Consider an audience (users) viewing a play. The stage is the user's browser. The play has one Director that oversees all the Actors and Props for the play. Actors have actions to perform using Props for the Scene of the play resulting in a View of the stage. The URL for a page will map to an Actor::action (Controller). The Actor::action can then load Props (Models) to use, maybe calling upon other Actor::actions before passing processed data via the Scene to a particular View.

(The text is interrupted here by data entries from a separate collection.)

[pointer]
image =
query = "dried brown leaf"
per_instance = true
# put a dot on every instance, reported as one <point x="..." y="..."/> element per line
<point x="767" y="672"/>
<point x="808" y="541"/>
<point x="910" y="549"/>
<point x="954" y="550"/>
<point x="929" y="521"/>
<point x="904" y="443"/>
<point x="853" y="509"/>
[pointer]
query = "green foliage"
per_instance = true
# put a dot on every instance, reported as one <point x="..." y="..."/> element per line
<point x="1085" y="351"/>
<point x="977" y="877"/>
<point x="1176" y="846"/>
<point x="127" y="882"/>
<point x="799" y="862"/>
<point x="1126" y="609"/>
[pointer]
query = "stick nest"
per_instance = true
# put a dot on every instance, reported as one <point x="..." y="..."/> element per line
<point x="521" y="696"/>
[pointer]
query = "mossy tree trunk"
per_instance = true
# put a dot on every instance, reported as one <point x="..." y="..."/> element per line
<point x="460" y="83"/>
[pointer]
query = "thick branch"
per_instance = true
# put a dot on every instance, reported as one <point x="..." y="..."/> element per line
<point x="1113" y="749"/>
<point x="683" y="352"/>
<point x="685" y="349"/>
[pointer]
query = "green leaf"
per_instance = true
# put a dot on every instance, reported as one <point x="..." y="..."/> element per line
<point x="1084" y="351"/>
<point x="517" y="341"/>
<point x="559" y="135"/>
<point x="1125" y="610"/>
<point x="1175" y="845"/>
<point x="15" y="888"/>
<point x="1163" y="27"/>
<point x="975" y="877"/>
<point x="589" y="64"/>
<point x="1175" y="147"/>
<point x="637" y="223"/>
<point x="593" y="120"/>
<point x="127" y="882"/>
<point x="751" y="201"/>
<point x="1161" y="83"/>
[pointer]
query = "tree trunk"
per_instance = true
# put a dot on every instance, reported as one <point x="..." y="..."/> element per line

Business logic for your Views. Much of the behind the scenes work preparing for a page render is handled here. Each public method an Actor defines is an Action that may be called from the URL. Actions are auto-mapped to the URL so merely defining a "public function bar()" inside Actor "foo" results in a URL of "http://mydomain.com/foo/bar/" executing said function. Models are logical representations of data stored somewhere (usually in a local database). Models and controllers are not 1 to 1, a controller (Actor) may not have any model associated with it and models can, and frequently do, have more than one model open at a time. Each model can work with whatever they want inside their class. They are logical models, and therefore do not need to be restricted to a single SQL table. They could manage several SQL tables, access a different database connection altogether, or not even work with SQL data at all. Standard HTML web pages. Most Actor actions will try to render a view with the same name as the Action itself. Views are stored inside the view subfolder as "app/view/Actor/action.php" and will automatically be rendered unless the Action returns a URL to redirect to instead. A special variable inside the Actor class ($this->renderThisView = 'json_response';) can be set inside the Actor class method to cause the View with that name to be rendered instead of the action being processed. This is useful for REST server responses that don't usually render anything but XML or JSON as a result. An extension upon the MVC framework in that a Scene lives between an Actor and its View. A scene will define all the data that is to be shared between the two. A generic Scene class is all that is required, but for complex work, you may wish to descend from it by giving it the same name as the Actor and cause that one to be auto-loaded instead. You can provide Actor-specific features this way.An Actor references its Scene by using $this->scene->some_var and the View will reference the same variable as either $recite->some_var or $v->some_var. Any number of variables can be created in this manner as well as complex concepts such as properties that trigger functions during set and get.
Views can easily reference configuration settings with $v->_config['category/setting'] or even the global Director with $v->_director.